I used to do this often and with very little friction during the early years of blogging. Toss up a picture on the screen. Follow the story it tells.
In 2002 I got my first digital camera--a Nikon pocket camera that took 2MB images. At last, I was liberated from the dependence on the black box of film, where a photographer had no idea what they’d captured until the slides or prints eventually came back from expensive mail-in processing.
And as it turned out, at about the same time I gained this unlimited capacity to save images of the place around me, I started writing about “place” in a blog I started in May of 2002.

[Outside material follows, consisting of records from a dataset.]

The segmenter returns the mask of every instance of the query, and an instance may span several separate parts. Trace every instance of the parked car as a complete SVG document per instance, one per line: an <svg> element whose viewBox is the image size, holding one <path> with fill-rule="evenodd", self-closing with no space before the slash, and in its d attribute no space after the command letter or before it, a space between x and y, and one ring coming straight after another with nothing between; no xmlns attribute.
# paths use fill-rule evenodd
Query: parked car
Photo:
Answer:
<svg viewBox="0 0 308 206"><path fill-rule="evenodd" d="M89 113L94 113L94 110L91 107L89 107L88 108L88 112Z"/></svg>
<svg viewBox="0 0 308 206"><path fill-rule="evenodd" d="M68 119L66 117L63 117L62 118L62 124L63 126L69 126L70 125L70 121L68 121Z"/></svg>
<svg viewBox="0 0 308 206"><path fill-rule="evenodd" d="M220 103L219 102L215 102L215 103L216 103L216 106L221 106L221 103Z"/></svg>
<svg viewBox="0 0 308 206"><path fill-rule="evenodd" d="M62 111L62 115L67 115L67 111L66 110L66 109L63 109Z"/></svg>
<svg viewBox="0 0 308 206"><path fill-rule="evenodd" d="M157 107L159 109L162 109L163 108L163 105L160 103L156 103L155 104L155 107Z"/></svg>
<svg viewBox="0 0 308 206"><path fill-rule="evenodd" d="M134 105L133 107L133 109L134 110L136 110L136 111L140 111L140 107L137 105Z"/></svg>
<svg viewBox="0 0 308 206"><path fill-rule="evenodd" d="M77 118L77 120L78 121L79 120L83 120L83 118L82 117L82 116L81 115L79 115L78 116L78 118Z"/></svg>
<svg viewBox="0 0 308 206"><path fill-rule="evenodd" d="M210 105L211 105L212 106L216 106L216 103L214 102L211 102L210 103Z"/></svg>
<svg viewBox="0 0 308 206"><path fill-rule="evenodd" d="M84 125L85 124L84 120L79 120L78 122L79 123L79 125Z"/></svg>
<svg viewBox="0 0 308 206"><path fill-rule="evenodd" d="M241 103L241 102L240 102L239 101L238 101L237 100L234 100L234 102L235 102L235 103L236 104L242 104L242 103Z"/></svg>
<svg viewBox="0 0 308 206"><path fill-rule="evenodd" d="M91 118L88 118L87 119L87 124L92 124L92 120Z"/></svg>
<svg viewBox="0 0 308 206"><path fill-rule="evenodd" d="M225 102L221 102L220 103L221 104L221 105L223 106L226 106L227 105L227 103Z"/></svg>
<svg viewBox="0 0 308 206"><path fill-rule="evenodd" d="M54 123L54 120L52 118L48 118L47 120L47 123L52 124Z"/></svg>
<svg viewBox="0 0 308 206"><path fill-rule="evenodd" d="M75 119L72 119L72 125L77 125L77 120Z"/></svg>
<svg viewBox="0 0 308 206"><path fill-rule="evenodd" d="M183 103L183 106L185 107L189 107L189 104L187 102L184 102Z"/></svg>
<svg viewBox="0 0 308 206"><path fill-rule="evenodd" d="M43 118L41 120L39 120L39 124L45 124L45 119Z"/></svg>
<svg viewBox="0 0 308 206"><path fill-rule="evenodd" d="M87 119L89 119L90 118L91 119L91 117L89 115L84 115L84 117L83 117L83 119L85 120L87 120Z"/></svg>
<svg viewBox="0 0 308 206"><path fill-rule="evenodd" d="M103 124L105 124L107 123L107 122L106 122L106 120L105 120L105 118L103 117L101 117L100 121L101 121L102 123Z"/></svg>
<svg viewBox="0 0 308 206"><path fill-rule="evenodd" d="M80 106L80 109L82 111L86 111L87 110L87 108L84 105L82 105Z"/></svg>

Fragments from Floyd: Images in Words and Pixels
Each early morning began by looking at the shots on my Coolpix tiny memory card to see what I most wanted to write about. More often that not, the image came first, and the story grew out of it.
I never really knew what I would say about the picture of clouds or wildflowers or insects of details of the creek on my screen until my hands started moving. Often, I was pleasantly surprised where the trail led me, and how the tale unfolded.
This was when I began to grow writing muscle by the act of writing--without hope and without despair, as a mentor advised. Write every day; write from the heart; write what you know. This was my mission statement.
And so I find this snapshot, now like almost all my images over the past decade, taken with the remarkable camera I always have with me. You can also make phone calls on it, I think.
And so I’m hoping that a return to this kind of spontaneous celebration in words and pixels might be a path forward, towards a renewed writing joy and discipline and spontaneity, bring me at least some small part of the returns that I once enjoyed with a community of readers.
My hopes in this regard, I confess, are tempered by the reality of how vastly more diluted has become the attention of those who once relied on blogs for their “watering hole” conversations.
And so, once again, I do this for me. And already this tiny discourse has sent me back to find old threads I’d probably enjoy unraveling in sentences and paragraphs to come. To have written so many mornings to the images in my life is now an abundant source of satisfaction. Why not add more?
I rejoice in this decision Fred! I love to read kinds of blogs you wrote in the early years. I started reading you in 2003.